S: I think of it more as having been *curated by circumstance*, a mapping of both our editorial interests and those of a large pool of contributors over the last 20 years. In the beginning, we simply had a number of items lying around that had been scanned or photographed for an issue of the journal, and for one reason or another we’d kept hold of them. They might have been given to us by a contributor who hadn’t needed them back, or perhaps we’d commissioned an illustration to accompany an article and still had the original artwork. The idea of exhibiting them initially came about quite casually, but over time it gathered momentum and became a whole parallel project to the journal. As the objects travelled around from place to place, we started to devise excuses to acquire specific things—actively commissioning essays that involved an artefact or an object we wanted to add to the set, for instance. But the main reasons for new items being acquired are mostly practical: Is it possible to get hold of this thing? Can we afford it or get it for free? If we do get it, can we keep it? These basic constraints mean only a very small percentage of images that have been featured in the journals can possibly find their way into the collection in the form of an object.

In fact, the three things you’ve been involved in contributing are good examples of different ways in which this kind of collecting happens. Most recently there was your piece “Vectors for Looking,” on different manifestations of perspective in art, literature, and film. On the basis of your writing, we invited another regular collaborator, Mathew Kneebone, to provide images for the piece, and he kindly sent us three of the series of illustrations he made to add to the collection.



J: In that case, Mathew read the texts and proposed this series of pencil drawings based on the user interface of the 3D graphics software Blender. We went back and forth, deciding on a constellation of texts and drawings that worked well together. That dialogue informed the structure of the piece: the texts were written knowing that the drawings would be there, and vice versa. 

S: That symbiotic relationship between tex and image is always the ideal for us. Before that, we published your piece “Now in Colour,” concerning a kitchen designed by the British designer and teacher Norman Potter. In it, you refer to a tiny magazine clipping from a 1960s weekend newspaper supplement, which is apparently the only surviving colour photograph of the kitchen. You had found it amongst some documents of Potter’s, I think ...

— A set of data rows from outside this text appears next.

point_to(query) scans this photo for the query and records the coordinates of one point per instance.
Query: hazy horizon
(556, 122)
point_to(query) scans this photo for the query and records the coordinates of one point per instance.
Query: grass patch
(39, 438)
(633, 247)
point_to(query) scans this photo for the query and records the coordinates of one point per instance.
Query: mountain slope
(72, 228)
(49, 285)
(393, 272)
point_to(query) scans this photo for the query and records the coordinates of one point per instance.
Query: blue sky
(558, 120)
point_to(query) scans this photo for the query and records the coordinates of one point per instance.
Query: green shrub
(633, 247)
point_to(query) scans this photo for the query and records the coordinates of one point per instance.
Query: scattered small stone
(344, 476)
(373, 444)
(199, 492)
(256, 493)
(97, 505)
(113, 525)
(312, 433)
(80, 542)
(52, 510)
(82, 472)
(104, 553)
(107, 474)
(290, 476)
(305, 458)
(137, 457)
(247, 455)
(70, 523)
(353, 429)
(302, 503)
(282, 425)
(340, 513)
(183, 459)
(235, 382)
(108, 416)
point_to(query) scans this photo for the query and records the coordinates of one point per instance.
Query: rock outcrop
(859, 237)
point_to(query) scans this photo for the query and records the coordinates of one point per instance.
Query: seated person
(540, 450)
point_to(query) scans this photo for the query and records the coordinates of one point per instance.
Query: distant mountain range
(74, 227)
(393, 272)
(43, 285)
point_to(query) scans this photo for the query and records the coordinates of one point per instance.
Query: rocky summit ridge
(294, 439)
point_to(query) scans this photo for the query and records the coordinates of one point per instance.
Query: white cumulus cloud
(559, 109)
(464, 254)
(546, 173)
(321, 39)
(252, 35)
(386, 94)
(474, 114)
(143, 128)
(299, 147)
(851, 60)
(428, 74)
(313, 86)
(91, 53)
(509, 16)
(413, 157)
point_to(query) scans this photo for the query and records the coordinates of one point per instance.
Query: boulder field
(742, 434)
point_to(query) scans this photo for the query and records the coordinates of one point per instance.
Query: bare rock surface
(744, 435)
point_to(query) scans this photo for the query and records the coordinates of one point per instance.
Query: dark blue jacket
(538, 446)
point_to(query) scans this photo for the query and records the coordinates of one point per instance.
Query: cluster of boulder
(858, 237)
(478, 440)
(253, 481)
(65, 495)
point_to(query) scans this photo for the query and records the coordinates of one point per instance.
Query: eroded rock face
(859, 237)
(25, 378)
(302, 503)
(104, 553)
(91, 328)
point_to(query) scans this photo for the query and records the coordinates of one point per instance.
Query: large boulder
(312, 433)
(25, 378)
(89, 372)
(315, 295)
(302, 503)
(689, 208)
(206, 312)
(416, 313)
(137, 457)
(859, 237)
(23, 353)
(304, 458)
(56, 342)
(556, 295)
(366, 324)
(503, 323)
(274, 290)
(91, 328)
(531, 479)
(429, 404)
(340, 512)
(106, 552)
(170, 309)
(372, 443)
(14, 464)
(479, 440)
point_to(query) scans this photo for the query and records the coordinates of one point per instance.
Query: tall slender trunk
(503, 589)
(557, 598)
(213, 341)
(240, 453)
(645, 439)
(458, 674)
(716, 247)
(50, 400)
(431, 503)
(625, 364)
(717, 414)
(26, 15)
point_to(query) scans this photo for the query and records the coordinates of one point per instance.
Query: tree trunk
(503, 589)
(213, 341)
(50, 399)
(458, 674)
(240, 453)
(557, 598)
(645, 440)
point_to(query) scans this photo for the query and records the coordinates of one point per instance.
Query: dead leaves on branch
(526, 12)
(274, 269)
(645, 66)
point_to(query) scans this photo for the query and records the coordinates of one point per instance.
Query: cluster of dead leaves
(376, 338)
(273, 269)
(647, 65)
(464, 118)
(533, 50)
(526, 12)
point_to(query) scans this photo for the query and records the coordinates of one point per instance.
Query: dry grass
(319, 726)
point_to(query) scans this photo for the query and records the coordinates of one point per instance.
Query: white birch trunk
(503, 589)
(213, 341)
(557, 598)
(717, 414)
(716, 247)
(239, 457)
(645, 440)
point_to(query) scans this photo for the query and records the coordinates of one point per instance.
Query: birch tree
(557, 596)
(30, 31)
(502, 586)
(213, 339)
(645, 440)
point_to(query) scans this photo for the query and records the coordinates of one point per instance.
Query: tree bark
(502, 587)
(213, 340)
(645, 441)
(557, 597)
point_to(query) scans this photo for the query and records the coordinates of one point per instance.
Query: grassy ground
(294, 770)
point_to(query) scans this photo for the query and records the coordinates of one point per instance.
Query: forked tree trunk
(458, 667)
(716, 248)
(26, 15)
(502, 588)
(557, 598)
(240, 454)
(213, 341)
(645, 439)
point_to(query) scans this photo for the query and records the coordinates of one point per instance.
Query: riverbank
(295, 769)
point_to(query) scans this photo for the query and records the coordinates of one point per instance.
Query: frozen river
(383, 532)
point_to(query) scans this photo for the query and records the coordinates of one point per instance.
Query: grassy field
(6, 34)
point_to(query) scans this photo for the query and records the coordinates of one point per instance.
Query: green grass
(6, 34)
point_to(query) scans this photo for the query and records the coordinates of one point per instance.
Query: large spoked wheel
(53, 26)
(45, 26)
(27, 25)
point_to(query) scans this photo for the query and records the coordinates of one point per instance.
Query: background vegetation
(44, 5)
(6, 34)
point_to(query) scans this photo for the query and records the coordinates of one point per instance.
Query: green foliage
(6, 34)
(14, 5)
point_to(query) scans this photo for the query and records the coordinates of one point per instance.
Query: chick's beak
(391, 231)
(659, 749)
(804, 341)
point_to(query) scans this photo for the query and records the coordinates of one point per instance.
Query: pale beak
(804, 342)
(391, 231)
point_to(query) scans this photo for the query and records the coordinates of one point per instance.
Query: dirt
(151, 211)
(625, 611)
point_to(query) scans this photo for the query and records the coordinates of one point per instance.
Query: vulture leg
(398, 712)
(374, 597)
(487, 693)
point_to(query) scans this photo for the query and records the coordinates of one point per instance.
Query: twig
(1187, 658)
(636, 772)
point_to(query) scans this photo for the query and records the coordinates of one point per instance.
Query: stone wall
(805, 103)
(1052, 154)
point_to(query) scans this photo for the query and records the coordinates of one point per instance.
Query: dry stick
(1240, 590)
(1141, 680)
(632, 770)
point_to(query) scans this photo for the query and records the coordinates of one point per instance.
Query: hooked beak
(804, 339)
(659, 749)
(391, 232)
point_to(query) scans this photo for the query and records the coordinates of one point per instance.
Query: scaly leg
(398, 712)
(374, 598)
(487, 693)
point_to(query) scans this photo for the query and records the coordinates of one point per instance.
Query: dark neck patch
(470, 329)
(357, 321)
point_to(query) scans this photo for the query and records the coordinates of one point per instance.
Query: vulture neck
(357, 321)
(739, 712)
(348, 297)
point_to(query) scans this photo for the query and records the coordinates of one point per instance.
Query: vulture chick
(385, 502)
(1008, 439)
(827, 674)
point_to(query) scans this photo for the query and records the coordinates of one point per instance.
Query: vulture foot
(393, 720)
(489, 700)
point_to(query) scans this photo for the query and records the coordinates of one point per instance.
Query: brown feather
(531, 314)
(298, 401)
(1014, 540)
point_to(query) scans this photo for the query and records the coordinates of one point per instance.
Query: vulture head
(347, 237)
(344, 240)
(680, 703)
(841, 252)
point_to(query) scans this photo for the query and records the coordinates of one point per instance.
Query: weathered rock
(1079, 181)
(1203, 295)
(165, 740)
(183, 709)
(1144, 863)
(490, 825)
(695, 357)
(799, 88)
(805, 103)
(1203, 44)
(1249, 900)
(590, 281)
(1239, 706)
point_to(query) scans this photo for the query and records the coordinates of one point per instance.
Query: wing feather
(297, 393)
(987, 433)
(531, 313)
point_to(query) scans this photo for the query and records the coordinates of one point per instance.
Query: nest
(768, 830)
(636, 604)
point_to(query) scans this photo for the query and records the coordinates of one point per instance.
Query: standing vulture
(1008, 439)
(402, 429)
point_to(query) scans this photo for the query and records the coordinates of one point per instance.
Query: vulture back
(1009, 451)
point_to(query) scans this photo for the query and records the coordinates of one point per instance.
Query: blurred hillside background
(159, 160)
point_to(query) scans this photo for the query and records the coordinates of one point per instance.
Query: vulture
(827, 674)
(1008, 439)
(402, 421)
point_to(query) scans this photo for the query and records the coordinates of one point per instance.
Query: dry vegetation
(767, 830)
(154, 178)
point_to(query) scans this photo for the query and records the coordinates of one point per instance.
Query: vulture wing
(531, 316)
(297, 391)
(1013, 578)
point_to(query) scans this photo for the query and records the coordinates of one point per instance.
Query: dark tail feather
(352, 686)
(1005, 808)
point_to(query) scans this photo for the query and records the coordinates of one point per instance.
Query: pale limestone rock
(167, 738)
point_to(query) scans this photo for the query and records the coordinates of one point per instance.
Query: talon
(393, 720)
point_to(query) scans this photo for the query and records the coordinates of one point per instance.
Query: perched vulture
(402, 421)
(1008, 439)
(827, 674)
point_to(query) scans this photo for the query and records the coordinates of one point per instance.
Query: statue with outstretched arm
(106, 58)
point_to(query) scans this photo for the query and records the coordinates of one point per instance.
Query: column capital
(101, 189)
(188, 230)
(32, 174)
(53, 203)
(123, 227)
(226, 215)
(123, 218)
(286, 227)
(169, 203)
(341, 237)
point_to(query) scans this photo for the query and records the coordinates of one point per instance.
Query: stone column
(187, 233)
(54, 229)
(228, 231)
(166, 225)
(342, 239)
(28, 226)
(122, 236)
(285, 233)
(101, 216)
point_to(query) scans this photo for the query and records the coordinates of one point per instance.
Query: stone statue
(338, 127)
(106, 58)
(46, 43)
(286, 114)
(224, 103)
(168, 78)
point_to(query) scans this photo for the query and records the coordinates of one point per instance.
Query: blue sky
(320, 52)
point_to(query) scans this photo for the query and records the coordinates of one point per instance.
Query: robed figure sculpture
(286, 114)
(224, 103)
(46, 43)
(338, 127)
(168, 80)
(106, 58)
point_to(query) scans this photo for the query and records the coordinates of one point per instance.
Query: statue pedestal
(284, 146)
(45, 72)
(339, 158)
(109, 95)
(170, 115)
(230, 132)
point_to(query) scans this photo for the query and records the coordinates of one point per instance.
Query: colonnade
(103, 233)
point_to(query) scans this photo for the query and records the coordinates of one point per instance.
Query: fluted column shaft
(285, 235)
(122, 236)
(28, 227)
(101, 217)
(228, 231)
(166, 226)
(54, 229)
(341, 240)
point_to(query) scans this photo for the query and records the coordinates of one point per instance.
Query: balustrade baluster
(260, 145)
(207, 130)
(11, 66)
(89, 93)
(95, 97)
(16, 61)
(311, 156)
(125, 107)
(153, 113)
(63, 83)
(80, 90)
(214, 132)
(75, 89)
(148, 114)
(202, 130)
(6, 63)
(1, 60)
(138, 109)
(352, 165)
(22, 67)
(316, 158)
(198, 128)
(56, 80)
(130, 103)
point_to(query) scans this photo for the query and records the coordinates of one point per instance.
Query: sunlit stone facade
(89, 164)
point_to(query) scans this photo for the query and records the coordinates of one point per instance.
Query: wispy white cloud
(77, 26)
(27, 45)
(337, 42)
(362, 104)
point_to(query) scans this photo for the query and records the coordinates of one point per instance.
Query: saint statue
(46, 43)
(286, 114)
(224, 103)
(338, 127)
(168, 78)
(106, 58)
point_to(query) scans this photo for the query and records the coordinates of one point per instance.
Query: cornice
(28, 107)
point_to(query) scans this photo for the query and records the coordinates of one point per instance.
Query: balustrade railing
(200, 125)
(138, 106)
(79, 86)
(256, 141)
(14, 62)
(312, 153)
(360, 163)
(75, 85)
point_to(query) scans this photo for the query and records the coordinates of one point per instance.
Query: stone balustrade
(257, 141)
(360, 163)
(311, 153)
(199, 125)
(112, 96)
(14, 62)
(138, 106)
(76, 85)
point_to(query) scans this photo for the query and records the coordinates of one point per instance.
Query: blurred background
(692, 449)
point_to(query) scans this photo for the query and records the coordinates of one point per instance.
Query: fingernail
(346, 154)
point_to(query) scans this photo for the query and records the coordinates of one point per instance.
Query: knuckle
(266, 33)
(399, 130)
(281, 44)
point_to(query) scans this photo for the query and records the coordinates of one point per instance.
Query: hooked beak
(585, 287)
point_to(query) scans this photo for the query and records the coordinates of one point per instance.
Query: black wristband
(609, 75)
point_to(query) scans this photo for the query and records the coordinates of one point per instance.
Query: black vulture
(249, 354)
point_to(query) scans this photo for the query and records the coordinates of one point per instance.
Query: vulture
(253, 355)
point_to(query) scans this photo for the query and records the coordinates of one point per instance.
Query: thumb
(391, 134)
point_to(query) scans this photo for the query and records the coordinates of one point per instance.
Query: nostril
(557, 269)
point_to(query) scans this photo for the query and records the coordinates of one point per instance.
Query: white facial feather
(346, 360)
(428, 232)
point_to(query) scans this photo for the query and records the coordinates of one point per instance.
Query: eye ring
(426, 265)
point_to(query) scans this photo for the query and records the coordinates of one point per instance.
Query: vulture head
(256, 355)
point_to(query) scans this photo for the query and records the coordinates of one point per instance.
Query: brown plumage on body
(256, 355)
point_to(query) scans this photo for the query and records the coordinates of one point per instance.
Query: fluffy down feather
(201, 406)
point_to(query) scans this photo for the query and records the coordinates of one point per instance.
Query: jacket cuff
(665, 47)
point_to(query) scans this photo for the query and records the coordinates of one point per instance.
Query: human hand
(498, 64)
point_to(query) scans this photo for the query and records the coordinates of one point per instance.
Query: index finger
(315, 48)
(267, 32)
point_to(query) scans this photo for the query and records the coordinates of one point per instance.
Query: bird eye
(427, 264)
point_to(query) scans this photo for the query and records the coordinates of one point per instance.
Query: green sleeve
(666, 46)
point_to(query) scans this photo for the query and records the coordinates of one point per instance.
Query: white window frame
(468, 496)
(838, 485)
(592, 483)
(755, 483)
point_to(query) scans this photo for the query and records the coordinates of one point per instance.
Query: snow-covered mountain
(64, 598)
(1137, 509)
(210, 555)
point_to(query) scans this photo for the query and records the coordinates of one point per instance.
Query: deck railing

J: Finding that clipping was instrumental in the writing of the piece. It provided the conclusion to this narrative I had, about only knowing this kitchen—probably Potter’s most recognisable work of design—through these clichéd, mid-twentieth century black and white photographs. I had always assumed from those images that it was made in blond plywood, and was then completely surprised to discover that the kitchen, in storage in Potter’s daughter’s loft, was actually bright blue. I couldn’t end the piece without giving some reaction to the incongruity of the blue, and that’s when I found the clipping. On the back of it is this totally unrelated fragment of a photograph of a traditional English country kitchen. It’s the absolute aesthetic and philosophical opposite of Potter’s modernism. And yet practically everything in *that* kitchen is *also* blue. Speculating about that weird blue continuity became the conclusion to the piece … 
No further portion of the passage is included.